I shared on facebook earlier this week that I should start running again, because this is after all called Running Rachel. I just haven’t been in the mood to run. My last run was when I did the CIM relay on December 2nd. Yes, I have completed many run/walks on the treadmill since then… but nothing consistent and run-loving like before.
I was feeling burnt out, tired, and just not into it (it= any and all fitness activities). I would go to classes and do the moves. I would cover the miles on the treadmill or the bike. However, I just wasn’t feeling it. I didn’t know what was going on. I felt like I was in a motivational fitness funk.
It wasn’t until I woke up this morning to a head and chest cold – full with croupy cough and hoarse voice – that I realized that I was forgetting the RELAX and REST portion of living a healthy and active lifestyle. I had pushed my body too hard (essentially) on the be active segment of my fitness plan… that I had failed to let my body heal and rest.
Yesterday I trudged along at the gym trying to find motivation but not succeeding. I did a nice and easy power walk on the treadmill and caught the beginning of a yoga class. I am no yogini but I did find my calm, my center, my chi (if you will). It is amazing what slowing down, being quiet, and just BE can do for your restless and weary soul.
I need to take the time and practice to stop whatever I am doing, and just be. I need to focus on breathing and reflecting on my blessings. I have my health (albeit a head and chest cold… but for the most part I am healthy). My children are alive, healthy and full of life. I have a wonderfully supportive (and dashingly handsome) husband.
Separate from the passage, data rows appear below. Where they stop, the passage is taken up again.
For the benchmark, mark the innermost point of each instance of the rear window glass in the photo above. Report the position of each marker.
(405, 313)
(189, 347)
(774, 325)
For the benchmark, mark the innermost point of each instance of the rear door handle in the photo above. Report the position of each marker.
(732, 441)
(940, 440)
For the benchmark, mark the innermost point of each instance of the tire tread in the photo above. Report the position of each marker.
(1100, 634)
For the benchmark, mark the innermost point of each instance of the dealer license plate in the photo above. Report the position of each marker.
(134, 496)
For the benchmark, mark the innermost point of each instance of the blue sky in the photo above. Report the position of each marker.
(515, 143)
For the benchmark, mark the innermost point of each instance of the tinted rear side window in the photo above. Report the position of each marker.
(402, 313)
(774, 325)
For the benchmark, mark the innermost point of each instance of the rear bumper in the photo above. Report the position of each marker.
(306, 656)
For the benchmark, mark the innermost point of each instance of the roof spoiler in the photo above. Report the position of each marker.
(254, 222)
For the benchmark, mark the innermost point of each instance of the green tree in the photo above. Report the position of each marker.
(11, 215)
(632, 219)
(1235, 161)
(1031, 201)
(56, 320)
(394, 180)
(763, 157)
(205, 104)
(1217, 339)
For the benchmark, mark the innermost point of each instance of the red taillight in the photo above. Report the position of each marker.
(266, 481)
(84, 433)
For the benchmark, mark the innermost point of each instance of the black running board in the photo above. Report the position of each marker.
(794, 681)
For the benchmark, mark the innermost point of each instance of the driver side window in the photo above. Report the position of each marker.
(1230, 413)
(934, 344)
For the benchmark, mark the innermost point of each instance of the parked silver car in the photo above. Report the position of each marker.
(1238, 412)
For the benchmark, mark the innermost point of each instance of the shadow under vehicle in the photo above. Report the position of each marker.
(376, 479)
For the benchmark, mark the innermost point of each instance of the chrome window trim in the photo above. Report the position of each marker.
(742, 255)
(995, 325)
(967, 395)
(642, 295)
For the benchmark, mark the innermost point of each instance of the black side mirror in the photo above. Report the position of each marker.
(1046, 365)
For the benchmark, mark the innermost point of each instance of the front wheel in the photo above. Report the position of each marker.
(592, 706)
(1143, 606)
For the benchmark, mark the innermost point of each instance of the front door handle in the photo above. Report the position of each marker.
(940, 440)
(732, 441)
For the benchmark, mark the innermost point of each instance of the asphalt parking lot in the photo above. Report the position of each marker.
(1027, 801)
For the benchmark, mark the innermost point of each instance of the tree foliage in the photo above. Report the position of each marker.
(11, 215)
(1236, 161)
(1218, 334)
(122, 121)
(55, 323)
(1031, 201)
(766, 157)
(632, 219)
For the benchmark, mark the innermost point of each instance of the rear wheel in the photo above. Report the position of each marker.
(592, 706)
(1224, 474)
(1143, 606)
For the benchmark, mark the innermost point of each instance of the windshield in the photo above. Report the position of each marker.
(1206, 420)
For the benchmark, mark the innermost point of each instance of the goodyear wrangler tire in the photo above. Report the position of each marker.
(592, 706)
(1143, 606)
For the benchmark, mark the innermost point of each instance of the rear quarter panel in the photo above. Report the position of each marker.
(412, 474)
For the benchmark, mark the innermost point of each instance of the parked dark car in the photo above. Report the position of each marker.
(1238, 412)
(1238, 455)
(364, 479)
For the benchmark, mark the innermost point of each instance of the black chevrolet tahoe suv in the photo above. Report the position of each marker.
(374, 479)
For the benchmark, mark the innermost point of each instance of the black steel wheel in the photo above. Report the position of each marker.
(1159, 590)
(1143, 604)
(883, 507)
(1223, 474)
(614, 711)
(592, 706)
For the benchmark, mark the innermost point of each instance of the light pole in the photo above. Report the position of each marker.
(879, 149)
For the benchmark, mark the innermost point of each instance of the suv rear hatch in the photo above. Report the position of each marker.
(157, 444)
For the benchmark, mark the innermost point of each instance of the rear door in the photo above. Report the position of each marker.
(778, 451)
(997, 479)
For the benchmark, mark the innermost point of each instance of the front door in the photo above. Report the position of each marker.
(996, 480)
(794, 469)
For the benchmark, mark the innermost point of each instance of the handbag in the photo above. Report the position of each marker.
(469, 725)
I am very good at being busy and active. Yet, I struggle with relaxing and rest. I taking a few days off and focusing on REST and RELAXING… and loving on my babies and resting and relaxing with them.
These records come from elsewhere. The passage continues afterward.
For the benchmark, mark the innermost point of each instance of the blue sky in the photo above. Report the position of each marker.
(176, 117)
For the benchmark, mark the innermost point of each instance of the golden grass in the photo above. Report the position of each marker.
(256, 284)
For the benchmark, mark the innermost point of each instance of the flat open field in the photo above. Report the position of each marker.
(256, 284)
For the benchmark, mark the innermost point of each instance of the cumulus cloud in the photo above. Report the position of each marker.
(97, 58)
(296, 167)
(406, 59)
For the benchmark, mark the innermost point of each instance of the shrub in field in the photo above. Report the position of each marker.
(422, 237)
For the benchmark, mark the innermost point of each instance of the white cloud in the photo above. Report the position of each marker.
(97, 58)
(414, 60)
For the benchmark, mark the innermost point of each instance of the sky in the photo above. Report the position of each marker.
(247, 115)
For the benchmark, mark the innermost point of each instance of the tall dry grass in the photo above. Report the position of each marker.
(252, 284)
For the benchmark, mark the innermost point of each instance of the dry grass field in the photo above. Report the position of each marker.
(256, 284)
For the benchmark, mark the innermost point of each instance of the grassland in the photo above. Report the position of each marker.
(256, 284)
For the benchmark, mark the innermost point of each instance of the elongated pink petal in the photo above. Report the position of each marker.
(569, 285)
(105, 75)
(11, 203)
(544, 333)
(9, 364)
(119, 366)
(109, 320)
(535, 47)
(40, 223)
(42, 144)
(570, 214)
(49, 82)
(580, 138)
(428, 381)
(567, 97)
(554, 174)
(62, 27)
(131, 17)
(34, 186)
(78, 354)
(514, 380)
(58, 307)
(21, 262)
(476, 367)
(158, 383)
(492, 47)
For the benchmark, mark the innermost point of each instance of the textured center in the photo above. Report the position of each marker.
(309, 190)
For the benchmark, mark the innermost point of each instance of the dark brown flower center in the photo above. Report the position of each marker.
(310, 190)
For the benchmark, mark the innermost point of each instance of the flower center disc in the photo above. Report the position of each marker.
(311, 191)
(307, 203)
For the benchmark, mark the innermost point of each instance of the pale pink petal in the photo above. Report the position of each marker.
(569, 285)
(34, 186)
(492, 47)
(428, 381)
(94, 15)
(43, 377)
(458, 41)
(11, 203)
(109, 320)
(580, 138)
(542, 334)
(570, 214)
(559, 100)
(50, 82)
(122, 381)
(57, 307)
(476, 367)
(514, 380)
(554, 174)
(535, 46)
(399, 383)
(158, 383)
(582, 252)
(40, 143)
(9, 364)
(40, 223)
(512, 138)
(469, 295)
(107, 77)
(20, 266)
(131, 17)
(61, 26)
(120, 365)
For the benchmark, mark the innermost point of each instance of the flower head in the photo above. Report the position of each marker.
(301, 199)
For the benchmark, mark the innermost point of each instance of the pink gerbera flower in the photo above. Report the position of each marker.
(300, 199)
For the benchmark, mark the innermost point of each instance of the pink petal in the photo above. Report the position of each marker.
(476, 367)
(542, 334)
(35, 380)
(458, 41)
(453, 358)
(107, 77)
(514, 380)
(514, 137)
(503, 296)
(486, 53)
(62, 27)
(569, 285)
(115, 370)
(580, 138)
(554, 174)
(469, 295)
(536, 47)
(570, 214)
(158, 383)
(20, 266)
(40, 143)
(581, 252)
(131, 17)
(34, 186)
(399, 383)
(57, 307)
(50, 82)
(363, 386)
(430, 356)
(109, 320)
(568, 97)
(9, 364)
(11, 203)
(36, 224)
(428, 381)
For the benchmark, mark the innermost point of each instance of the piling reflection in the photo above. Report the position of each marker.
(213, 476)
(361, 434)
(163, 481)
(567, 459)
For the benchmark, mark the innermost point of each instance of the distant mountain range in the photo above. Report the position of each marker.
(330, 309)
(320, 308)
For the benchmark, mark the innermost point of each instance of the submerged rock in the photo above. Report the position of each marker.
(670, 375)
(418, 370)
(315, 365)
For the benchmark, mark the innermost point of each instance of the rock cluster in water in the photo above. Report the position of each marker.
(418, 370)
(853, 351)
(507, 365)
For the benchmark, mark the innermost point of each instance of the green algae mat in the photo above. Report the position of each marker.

How are you doing with this equation?
(Activity + Rest + Relax)Repeat Daily = Happiness
Clarinda says
Often, this is so difficult to remember to do, but it is so important! Sometimes, it takes getting a cold to remind us. 😉
Feel better soon … and enjoy your rest!
Ellie@Fit for the Soul says
Hi Rachel! What a great post! This is exactly what I was thinking about today, as I realize that lately I’ve been resting rather well (still working out and all, but knowing how to just be and be still before God), but suddenly this urge to be go go go came rushing to me! So I can relate to that feeling especially because everything is on the move in this country. I think oftentimes if I’m not on the move, I feel like I’m missing out on “life”, but sometimes it’s quite the opposite. We can do this and just be still! 🙂
Paula @ Frosted Fingers says
I don’t feel like I do ANY of those steps! I feel like I work until I crash.
Jenny @ MyLittleMe says
It is so hard for me to find time daily for activity. I know being busy is not an excuse and I know I NEED to get active.
Hanan says
It’s so hard to get myself on a pattern like this. I need to work on both the exercise and relax parts.
Steph @fitmomtraining says
Relax….guilty. Must do more of that.